Use Audience Specific Designs
Would a dashboard containing similar data look the same for a marketing manager and a finance manager? No. They can both use dashboards for analysis, but will need different metrics measured. Therefore, they should see totally different dashboards.
Also, our dashboard software is business user-friendly, which means even your non-technical internal customers can quickly customize elements like chart types and colors to their liking. Offering this customization option will increase positive initial emotions among your diverse user base.
Every dashboard should be easy to navigate and understand, preferably without text guidance. If you feel data needs more explanation, your charts aren’t telling the story and you should reevaluate the purpose of the dashboard and the audience.
Always use specific dashboard features to deliver the data in an easy to digest format. If an explanation is required, try allowing users to drilldown to text for the specific area of focus. I’ve used this to show thousands of rows of survey comments sitting behind a single bar chart.
When a user logs in, I find customers have a lot of success when their startup dashboard is set to a homepage that acts as a dashboard launcher. Taking screenshots of dashboards and importing those screenshots as interactive elements within the homepage can provide employees with a great user experience. As seen in the example below.
Navigating an individual dashboard should also provide a pleasurable user experience. I usually try to include any filtering or elements that affect other charts on the dashboard within the upper left of the screen. Since most users are trained to read left to right and top to bottom, this is intuitive.
Once the user selects their desired filter, they’ll typically move to the top left to evaluate the data. I’ll often use an element like a blinking traffic light to attract their attention and guide their focus to the most important key performance indicator (KPI) on the dashboard.
We’ve delivered relevant information and designed the dashboards for a specific audience, there’s internal buy-in and you’ve optimized the navigation to make the data easy to find – now how do you ensure users will understand the dashboard? We start by slicing and dicing the data into easily digestible chunks, using features to deliver a customized user experience.
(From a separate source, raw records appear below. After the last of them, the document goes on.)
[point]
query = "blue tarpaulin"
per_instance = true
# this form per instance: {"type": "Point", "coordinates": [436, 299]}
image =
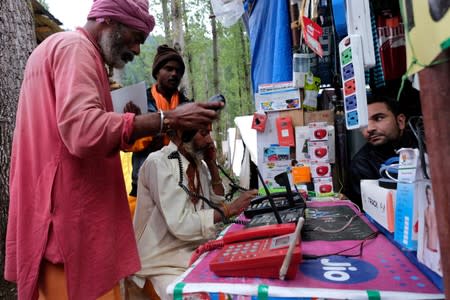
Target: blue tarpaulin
{"type": "Point", "coordinates": [270, 41]}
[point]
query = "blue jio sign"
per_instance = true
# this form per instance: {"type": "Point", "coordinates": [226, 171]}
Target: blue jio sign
{"type": "Point", "coordinates": [339, 269]}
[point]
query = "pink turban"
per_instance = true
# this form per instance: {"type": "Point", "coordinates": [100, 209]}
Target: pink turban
{"type": "Point", "coordinates": [133, 13]}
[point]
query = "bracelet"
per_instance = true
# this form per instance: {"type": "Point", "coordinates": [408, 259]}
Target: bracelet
{"type": "Point", "coordinates": [161, 124]}
{"type": "Point", "coordinates": [216, 182]}
{"type": "Point", "coordinates": [226, 210]}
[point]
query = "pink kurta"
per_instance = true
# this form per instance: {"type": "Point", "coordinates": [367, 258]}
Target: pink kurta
{"type": "Point", "coordinates": [68, 200]}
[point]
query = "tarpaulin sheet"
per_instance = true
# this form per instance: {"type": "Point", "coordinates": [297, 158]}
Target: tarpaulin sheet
{"type": "Point", "coordinates": [270, 41]}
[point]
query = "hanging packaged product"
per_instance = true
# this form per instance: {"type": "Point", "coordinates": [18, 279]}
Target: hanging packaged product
{"type": "Point", "coordinates": [392, 46]}
{"type": "Point", "coordinates": [285, 131]}
{"type": "Point", "coordinates": [312, 86]}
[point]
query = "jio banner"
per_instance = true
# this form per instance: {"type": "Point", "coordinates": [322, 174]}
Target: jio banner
{"type": "Point", "coordinates": [427, 25]}
{"type": "Point", "coordinates": [365, 267]}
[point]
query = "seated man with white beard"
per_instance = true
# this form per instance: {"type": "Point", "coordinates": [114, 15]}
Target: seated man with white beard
{"type": "Point", "coordinates": [172, 217]}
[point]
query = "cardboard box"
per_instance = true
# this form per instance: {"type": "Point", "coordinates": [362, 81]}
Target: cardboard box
{"type": "Point", "coordinates": [406, 216]}
{"type": "Point", "coordinates": [278, 100]}
{"type": "Point", "coordinates": [302, 136]}
{"type": "Point", "coordinates": [379, 203]}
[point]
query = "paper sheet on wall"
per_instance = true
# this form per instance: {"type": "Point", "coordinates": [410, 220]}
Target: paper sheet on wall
{"type": "Point", "coordinates": [136, 93]}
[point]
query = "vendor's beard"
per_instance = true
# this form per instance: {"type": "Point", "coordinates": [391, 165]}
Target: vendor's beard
{"type": "Point", "coordinates": [115, 54]}
{"type": "Point", "coordinates": [197, 155]}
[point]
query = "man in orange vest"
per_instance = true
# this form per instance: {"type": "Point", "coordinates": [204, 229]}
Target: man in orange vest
{"type": "Point", "coordinates": [168, 69]}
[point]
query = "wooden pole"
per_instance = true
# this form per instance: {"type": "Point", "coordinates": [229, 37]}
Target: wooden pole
{"type": "Point", "coordinates": [435, 102]}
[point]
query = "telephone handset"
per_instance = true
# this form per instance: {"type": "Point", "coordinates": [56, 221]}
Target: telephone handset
{"type": "Point", "coordinates": [259, 257]}
{"type": "Point", "coordinates": [244, 234]}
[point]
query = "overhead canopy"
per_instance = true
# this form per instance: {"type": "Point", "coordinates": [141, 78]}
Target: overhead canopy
{"type": "Point", "coordinates": [270, 41]}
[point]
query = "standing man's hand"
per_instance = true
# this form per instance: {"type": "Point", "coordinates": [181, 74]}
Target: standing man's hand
{"type": "Point", "coordinates": [242, 202]}
{"type": "Point", "coordinates": [193, 115]}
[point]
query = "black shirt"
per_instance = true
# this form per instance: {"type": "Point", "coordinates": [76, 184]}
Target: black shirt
{"type": "Point", "coordinates": [366, 163]}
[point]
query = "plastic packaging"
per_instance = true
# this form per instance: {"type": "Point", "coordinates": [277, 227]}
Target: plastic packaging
{"type": "Point", "coordinates": [227, 12]}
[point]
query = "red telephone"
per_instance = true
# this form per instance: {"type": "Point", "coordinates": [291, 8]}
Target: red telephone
{"type": "Point", "coordinates": [255, 255]}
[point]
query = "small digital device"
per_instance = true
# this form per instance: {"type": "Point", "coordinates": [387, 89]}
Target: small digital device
{"type": "Point", "coordinates": [354, 84]}
{"type": "Point", "coordinates": [285, 131]}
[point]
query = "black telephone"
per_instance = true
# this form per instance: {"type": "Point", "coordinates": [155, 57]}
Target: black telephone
{"type": "Point", "coordinates": [283, 201]}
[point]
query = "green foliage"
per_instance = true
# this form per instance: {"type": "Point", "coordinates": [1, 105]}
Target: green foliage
{"type": "Point", "coordinates": [233, 62]}
{"type": "Point", "coordinates": [43, 3]}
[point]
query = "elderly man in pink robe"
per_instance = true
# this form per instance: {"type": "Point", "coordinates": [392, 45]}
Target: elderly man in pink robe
{"type": "Point", "coordinates": [69, 232]}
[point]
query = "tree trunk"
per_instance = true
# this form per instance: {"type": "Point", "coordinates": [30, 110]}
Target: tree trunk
{"type": "Point", "coordinates": [245, 67]}
{"type": "Point", "coordinates": [434, 99]}
{"type": "Point", "coordinates": [178, 42]}
{"type": "Point", "coordinates": [218, 126]}
{"type": "Point", "coordinates": [166, 21]}
{"type": "Point", "coordinates": [16, 43]}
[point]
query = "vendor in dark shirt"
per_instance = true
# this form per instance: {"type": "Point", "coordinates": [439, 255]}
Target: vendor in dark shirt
{"type": "Point", "coordinates": [386, 132]}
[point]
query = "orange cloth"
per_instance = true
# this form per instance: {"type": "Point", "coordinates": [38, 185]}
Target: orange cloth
{"type": "Point", "coordinates": [132, 204]}
{"type": "Point", "coordinates": [52, 284]}
{"type": "Point", "coordinates": [161, 104]}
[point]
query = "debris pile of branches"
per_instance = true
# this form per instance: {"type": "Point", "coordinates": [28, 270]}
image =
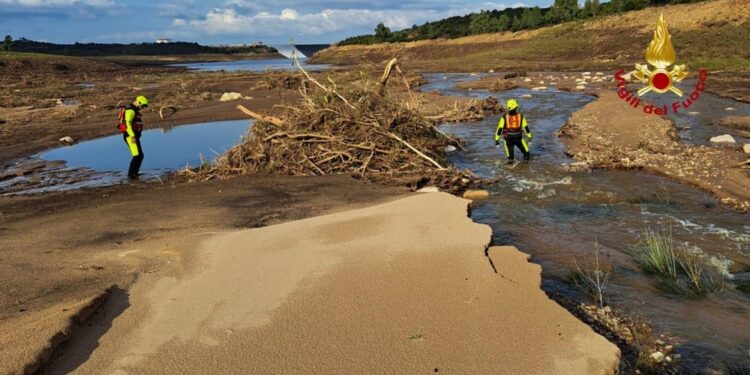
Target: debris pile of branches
{"type": "Point", "coordinates": [357, 131]}
{"type": "Point", "coordinates": [475, 110]}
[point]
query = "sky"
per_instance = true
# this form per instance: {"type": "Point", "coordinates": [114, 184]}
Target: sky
{"type": "Point", "coordinates": [223, 21]}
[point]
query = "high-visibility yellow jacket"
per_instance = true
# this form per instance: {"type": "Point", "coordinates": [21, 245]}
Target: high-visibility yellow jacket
{"type": "Point", "coordinates": [511, 125]}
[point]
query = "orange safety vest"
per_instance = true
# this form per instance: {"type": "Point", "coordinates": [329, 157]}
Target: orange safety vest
{"type": "Point", "coordinates": [137, 123]}
{"type": "Point", "coordinates": [513, 123]}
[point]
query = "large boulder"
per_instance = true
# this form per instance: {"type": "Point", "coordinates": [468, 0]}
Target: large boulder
{"type": "Point", "coordinates": [229, 96]}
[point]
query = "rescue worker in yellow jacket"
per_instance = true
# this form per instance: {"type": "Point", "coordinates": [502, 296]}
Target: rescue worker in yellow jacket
{"type": "Point", "coordinates": [131, 127]}
{"type": "Point", "coordinates": [512, 128]}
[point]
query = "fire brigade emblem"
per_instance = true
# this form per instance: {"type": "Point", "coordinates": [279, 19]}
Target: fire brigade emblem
{"type": "Point", "coordinates": [660, 55]}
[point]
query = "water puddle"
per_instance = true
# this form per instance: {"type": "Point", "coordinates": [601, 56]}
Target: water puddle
{"type": "Point", "coordinates": [104, 161]}
{"type": "Point", "coordinates": [558, 216]}
{"type": "Point", "coordinates": [251, 65]}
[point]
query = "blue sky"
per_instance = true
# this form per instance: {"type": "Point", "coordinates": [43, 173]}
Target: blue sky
{"type": "Point", "coordinates": [222, 21]}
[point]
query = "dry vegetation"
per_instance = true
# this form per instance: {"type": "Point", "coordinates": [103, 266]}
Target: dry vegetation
{"type": "Point", "coordinates": [357, 129]}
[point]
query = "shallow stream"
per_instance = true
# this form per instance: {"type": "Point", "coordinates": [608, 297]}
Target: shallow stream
{"type": "Point", "coordinates": [560, 218]}
{"type": "Point", "coordinates": [104, 161]}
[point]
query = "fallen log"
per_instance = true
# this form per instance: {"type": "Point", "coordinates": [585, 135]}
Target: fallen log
{"type": "Point", "coordinates": [269, 119]}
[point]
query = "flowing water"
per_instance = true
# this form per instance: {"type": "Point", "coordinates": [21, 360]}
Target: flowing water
{"type": "Point", "coordinates": [105, 161]}
{"type": "Point", "coordinates": [251, 65]}
{"type": "Point", "coordinates": [561, 217]}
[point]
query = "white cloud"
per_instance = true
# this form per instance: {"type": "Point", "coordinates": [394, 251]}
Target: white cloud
{"type": "Point", "coordinates": [231, 21]}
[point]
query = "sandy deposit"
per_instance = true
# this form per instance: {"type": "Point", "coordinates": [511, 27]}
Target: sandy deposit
{"type": "Point", "coordinates": [608, 133]}
{"type": "Point", "coordinates": [402, 287]}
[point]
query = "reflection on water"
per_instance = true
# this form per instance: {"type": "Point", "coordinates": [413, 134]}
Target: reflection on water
{"type": "Point", "coordinates": [556, 216]}
{"type": "Point", "coordinates": [251, 65]}
{"type": "Point", "coordinates": [104, 161]}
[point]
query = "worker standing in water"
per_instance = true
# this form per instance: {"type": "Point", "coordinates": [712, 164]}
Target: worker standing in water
{"type": "Point", "coordinates": [131, 127]}
{"type": "Point", "coordinates": [513, 127]}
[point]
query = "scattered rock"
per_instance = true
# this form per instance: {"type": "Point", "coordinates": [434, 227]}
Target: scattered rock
{"type": "Point", "coordinates": [429, 189]}
{"type": "Point", "coordinates": [476, 194]}
{"type": "Point", "coordinates": [229, 96]}
{"type": "Point", "coordinates": [658, 357]}
{"type": "Point", "coordinates": [579, 166]}
{"type": "Point", "coordinates": [547, 194]}
{"type": "Point", "coordinates": [723, 139]}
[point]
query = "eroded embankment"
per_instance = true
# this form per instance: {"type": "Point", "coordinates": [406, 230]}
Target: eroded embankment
{"type": "Point", "coordinates": [609, 133]}
{"type": "Point", "coordinates": [399, 287]}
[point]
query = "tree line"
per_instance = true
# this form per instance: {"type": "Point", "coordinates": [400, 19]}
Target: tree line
{"type": "Point", "coordinates": [511, 19]}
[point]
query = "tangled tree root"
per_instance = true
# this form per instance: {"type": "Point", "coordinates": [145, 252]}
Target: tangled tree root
{"type": "Point", "coordinates": [359, 131]}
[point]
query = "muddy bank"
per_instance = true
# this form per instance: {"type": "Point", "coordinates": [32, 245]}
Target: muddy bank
{"type": "Point", "coordinates": [399, 287]}
{"type": "Point", "coordinates": [38, 106]}
{"type": "Point", "coordinates": [62, 251]}
{"type": "Point", "coordinates": [609, 133]}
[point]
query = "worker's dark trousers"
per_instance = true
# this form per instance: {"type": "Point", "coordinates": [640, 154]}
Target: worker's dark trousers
{"type": "Point", "coordinates": [135, 163]}
{"type": "Point", "coordinates": [516, 140]}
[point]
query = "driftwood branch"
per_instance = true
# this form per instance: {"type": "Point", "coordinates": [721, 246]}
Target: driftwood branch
{"type": "Point", "coordinates": [311, 79]}
{"type": "Point", "coordinates": [269, 119]}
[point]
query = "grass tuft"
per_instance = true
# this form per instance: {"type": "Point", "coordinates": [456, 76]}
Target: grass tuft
{"type": "Point", "coordinates": [681, 270]}
{"type": "Point", "coordinates": [658, 255]}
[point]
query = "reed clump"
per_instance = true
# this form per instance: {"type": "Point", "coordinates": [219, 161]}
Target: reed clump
{"type": "Point", "coordinates": [681, 270]}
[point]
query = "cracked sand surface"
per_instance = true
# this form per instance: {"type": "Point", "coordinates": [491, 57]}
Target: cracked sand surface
{"type": "Point", "coordinates": [401, 287]}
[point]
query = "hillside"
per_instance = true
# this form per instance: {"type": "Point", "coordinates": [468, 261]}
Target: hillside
{"type": "Point", "coordinates": [711, 34]}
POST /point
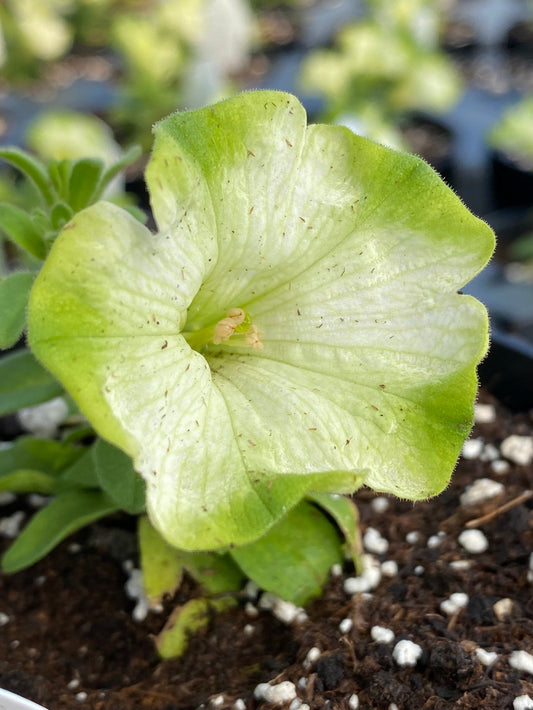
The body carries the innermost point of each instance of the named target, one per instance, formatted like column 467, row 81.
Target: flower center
column 235, row 329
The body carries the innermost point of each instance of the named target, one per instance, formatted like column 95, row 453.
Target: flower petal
column 345, row 255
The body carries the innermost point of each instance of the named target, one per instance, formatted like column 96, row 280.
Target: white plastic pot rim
column 10, row 701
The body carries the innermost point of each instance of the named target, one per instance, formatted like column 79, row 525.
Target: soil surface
column 68, row 639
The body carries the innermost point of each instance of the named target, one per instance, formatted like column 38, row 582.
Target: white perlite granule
column 298, row 704
column 500, row 467
column 503, row 608
column 380, row 634
column 134, row 589
column 374, row 542
column 44, row 419
column 312, row 657
column 283, row 692
column 460, row 564
column 345, row 626
column 455, row 602
column 473, row 541
column 521, row 661
column 472, row 448
column 518, row 449
column 406, row 653
column 523, row 702
column 368, row 580
column 484, row 413
column 389, row 568
column 436, row 540
column 483, row 489
column 486, row 658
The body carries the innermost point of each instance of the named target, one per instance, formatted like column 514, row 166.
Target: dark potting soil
column 68, row 640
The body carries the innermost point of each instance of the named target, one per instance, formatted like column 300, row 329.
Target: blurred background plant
column 383, row 67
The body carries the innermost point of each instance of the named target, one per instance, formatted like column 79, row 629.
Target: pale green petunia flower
column 293, row 327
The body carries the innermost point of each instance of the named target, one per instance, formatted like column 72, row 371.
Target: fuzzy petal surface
column 347, row 257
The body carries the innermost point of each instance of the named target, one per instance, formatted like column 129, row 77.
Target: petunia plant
column 292, row 331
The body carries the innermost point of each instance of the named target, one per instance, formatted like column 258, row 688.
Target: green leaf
column 161, row 564
column 23, row 382
column 360, row 358
column 32, row 168
column 84, row 180
column 129, row 157
column 59, row 171
column 344, row 511
column 83, row 472
column 215, row 572
column 14, row 293
column 186, row 620
column 294, row 558
column 117, row 477
column 60, row 215
column 67, row 513
column 19, row 227
column 44, row 455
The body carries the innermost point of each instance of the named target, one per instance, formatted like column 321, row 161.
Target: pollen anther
column 238, row 322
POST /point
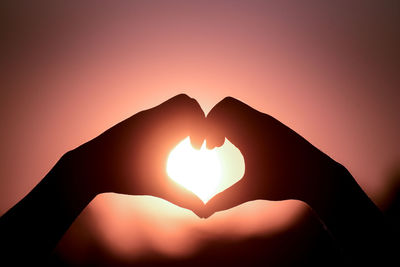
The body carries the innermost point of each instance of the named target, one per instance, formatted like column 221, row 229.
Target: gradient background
column 69, row 71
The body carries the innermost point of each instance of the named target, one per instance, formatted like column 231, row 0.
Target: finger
column 182, row 197
column 183, row 117
column 232, row 119
column 229, row 198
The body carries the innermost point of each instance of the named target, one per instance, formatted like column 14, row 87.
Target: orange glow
column 203, row 171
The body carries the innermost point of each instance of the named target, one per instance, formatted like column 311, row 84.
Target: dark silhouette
column 280, row 165
column 129, row 159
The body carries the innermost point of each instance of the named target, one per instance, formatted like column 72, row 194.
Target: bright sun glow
column 205, row 172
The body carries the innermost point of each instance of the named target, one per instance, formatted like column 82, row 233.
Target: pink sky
column 329, row 72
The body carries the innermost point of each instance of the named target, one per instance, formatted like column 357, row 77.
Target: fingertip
column 196, row 141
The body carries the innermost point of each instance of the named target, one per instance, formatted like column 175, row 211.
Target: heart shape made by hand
column 203, row 171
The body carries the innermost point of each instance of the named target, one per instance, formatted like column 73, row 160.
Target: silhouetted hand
column 130, row 157
column 279, row 163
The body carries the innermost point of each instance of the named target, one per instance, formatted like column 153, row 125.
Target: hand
column 130, row 157
column 279, row 163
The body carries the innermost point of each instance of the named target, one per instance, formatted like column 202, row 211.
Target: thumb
column 184, row 198
column 229, row 198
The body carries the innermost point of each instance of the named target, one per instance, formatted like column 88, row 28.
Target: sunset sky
column 331, row 72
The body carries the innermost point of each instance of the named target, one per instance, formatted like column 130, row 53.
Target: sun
column 198, row 170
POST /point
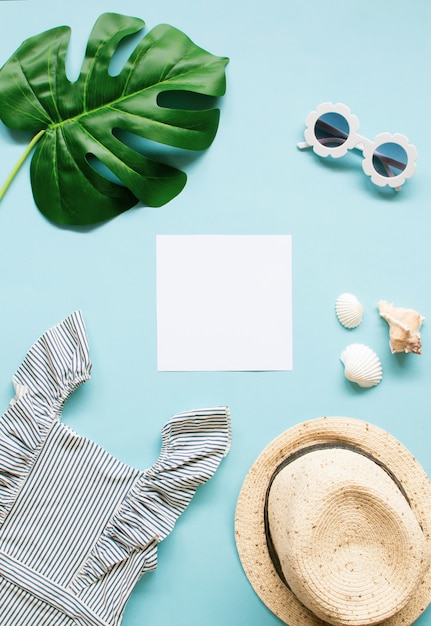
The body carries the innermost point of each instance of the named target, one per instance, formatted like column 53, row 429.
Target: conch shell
column 404, row 325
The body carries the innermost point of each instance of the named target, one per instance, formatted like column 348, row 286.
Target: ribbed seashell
column 349, row 310
column 361, row 365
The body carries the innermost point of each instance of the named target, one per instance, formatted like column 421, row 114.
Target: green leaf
column 79, row 123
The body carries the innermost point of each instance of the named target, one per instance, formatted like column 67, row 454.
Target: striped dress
column 78, row 527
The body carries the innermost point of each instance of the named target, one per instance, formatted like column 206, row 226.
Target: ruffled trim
column 193, row 445
column 55, row 365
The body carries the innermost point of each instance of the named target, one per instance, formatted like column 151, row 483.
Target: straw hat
column 333, row 525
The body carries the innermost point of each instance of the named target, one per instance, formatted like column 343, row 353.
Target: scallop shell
column 404, row 325
column 361, row 365
column 349, row 310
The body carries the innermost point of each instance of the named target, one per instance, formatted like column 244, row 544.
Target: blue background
column 348, row 235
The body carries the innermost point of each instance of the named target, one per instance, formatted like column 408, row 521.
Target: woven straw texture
column 408, row 591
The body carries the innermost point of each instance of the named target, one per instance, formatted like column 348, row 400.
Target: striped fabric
column 78, row 527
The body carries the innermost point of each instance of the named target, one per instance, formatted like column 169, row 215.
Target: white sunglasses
column 331, row 130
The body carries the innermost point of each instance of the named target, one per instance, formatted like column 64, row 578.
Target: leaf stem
column 17, row 167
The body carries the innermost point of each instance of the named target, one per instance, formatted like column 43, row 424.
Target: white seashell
column 349, row 310
column 361, row 365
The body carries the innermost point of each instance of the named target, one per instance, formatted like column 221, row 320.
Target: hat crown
column 347, row 540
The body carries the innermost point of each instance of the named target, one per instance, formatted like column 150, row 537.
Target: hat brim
column 250, row 533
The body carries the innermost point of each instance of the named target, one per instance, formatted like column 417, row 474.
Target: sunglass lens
column 331, row 130
column 390, row 159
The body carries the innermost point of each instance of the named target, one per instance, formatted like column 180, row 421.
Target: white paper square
column 224, row 302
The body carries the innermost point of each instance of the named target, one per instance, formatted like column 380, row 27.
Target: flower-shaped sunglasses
column 331, row 130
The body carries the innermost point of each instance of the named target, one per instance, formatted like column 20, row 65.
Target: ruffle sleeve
column 193, row 445
column 54, row 366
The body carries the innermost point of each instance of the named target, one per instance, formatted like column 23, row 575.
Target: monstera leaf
column 79, row 125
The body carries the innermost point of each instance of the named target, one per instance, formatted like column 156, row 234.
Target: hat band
column 296, row 455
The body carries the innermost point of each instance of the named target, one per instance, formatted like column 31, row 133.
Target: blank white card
column 224, row 302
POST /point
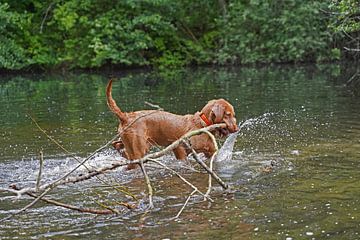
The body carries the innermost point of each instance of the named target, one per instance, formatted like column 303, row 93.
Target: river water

iDashboards has several features to help a user filter the data they’re viewing. Users can start from a high-level overview of the data and drilldown to more granular levels. Delivering data in manageable portions enables users to better understand the underlying trends, focus on problem areas and recognize success through all levels.
When a business user wants to build correlation between datasets, it generally requires a technical resource to write SQL joins and provide a new report, which can take days to receive or require hours of Excel transformations. With iDashboards’ interactive intelligence, you can build charts from various datasets, do many calculations, and simply hover over an element of any chart to see how the metric relates to metrics showcased in other charts. With no programming or lag time, a correlation can be built instantly from siloed data sources.
How has your user experience been while using dashboards?